本契約後に設計ミスがわかり、間取り変更が必要になる場合は、契約や建築確認申請の手戻りが発生し、スケジュールにも大きな影響が出てしまいます。
また、工事の契約は必ず書面で行い、契約後の変更やキャンセルの条件の確認もしておきましょう。
費用の支払いスケジュールを確認しておく
ハウスメーカーや工務店によって、支払いのタイミングや費用の割合が異なるため、契約前に必ず確認しておきましょう。

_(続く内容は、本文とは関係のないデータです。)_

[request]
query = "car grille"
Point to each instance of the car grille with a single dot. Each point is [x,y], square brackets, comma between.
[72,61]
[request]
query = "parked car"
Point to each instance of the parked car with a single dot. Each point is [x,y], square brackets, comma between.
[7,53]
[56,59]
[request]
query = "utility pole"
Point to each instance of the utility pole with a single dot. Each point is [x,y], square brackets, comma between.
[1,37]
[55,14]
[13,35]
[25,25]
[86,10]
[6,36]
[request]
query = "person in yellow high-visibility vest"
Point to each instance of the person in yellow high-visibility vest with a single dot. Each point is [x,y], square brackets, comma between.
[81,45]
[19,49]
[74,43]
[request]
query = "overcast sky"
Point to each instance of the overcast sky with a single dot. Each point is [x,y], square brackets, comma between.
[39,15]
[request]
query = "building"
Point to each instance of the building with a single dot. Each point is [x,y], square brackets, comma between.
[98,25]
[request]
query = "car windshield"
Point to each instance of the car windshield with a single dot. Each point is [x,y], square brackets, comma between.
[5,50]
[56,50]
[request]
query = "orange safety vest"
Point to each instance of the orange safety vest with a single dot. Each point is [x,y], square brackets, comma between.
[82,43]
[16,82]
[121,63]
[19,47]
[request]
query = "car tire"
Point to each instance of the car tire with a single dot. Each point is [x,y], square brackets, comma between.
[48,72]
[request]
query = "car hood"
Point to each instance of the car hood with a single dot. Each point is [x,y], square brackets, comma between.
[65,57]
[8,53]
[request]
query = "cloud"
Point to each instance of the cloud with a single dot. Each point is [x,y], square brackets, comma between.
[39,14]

次の表は、工事費用の支払いタイミングと支払い代金の一例です。
支払いのタイミング |
支払い代金 |
工事請負契約時 |
工事費用の約10% |
着工時 |
工事費用の30% |
上棟時(基本構造の完成時) |
工事費用の約30% |
完成時(引き渡し時) |
工事費用の約30% |
住宅ローンの融資を受ける前の支払いは、「自己資金」か「つなぎ融資」で行う必要があるため、慎重に資金計画を立てましょう。
注文住宅の費用はどのくらい?
実際に、注文住宅にかかる平均的な費用を紹介します。
国土交通省が調査した報告書によると、土地を購入していない場合の注文住宅の費用は次の通りです。
地域 |
延床面積(坪数) |
費用 |
坪単価 |
全国 |
125.9㎡(約38坪) |
3,935万円 |
約104万円 |
三大都市圏 |
134.2㎡(約41坪) |
4,504万円 |
約110万円 |
参考元:国土交通省
令和4年度住宅市場動向調査報告書
次に、注文住宅と土地の両方を購入した場合の費用です。
地域 |
注文住宅+土地の費用 |
全国 |
5,436万円 |
三大都市圏 |
6,787万円 |
参考元:国土交通省
令和4年度住宅市場動向調査報告書
なるべく費用を抑えて注文住宅を建てたい場合は、土地価格が安いエリアを探したり、延床面積が小さい住宅にしたりするなど、工夫した家づくりをしましょう。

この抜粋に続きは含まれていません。